L’anno scorso la Commissione europea ha reso i negoziati trasparenti in modo da rendere pubbliche tutte le nostre posizioni. Dopo ogni tornata negoziale, pubblichiamo le relative relazioni, i documenti di sintesi e le proposte testuali. In questo modo le posizioni dell’UE sono ben note e non c’è nulla di nuovo.

Prendiamo ad esempio la nostra proposta sulla cooperazione in campo normativo. La nostra ultima proposta, introdotta durante la tornata di febbraio e resa pubblica subito dopo, include riferimenti al principio di precauzione e richiama il nostro sistema consolidato di procedure di consultazione pubblica aperte a tutti gli stakeholder.

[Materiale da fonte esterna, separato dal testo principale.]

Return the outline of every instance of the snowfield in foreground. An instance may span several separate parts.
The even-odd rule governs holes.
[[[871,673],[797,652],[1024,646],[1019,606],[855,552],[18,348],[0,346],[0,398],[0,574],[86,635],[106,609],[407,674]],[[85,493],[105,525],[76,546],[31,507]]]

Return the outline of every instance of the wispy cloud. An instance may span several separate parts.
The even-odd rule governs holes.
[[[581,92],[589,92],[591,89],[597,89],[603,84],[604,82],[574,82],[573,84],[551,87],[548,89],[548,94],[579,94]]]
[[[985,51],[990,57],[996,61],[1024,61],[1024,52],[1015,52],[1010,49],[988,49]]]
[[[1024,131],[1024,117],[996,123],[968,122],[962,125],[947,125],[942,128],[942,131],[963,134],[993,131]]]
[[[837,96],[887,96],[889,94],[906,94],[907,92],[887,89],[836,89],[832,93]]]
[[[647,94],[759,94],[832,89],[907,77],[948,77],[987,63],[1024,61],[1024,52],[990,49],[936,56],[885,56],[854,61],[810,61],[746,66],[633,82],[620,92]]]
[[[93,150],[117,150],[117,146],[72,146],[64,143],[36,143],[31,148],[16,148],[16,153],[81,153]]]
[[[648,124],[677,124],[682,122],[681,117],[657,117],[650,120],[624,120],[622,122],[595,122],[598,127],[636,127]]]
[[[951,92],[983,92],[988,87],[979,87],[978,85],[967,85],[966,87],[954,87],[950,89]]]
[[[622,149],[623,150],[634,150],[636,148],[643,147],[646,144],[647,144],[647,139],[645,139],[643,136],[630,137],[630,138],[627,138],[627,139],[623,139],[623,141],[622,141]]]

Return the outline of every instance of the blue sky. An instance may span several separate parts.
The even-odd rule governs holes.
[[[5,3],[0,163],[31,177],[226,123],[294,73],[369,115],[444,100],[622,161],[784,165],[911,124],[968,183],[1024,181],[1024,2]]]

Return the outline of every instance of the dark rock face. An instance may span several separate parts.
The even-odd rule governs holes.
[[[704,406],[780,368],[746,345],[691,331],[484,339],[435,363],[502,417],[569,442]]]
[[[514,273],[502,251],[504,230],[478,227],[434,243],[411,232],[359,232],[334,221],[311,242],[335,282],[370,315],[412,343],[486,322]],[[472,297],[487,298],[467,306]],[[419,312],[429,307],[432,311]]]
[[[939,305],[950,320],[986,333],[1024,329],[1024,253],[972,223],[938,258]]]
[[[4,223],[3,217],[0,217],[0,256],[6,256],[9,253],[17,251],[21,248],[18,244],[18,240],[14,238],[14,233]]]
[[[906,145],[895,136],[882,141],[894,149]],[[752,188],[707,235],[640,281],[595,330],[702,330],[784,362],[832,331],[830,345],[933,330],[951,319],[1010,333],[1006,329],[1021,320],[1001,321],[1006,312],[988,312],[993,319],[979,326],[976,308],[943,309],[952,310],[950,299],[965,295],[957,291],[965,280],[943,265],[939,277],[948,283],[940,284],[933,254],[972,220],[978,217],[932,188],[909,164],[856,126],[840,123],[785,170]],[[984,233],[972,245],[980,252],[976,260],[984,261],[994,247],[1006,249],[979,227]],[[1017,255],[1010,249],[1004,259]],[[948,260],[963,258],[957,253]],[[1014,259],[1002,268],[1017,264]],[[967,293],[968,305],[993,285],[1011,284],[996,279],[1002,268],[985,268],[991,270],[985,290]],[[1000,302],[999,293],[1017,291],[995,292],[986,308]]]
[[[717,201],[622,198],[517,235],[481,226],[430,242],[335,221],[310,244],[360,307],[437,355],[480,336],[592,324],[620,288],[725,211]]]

E no, l’industria dell’UE non ha un accesso privilegiato alle posizioni negoziali dell’UE rispetto agli altri stakeholder. Teniamo conto delle comunicazioni dell’industria, ma lo stesso vale per quelle dei sindacati, dei gruppi di consumatori, delle organizzazioni che si occupano di salute o ambiente, che sono tutte rappresentate nel gruppo consultivo che incontra regolarmente la nostra squadra di negoziatori.

Va detto e ripetuto: nessun accordo commerciale dell’UE ridurrà il livello di protezione dei consumatori e dell’ambiente o la sicurezza alimentare. Gli accordi commerciali non modificheranno la nostra legislazione sugli OGM, su come produrre carni bovine sicure o su come proteggere l’ambiente.

Gli accordi commerciali dell’UE possono cambiare le norme solo per renderle più forti. Ad esempio, possiamo concordare con un partner che le regole sulla sicurezza dei medicinali siano rese più severe, ma non che siano indebolite. Nessun accordo commerciale limiterà la nostra capacità di legiferare nel futuro per proteggere i nostri cittadini o l’ambiente.

Abbassare gli standard non è il mio lavoro. Ho un chiaro mandato negoziale, che è stato dato alla Commissione dai 28 governi dell’UE e che descrive chiaramente come deve essere un accordo riuscito e quali sono i nostri termini non negoziabili. E come sempre alla fine i risultati del negoziato dovranno essere approvati dai 28 Stati membri e dal Parlamento prima di diventare realtà.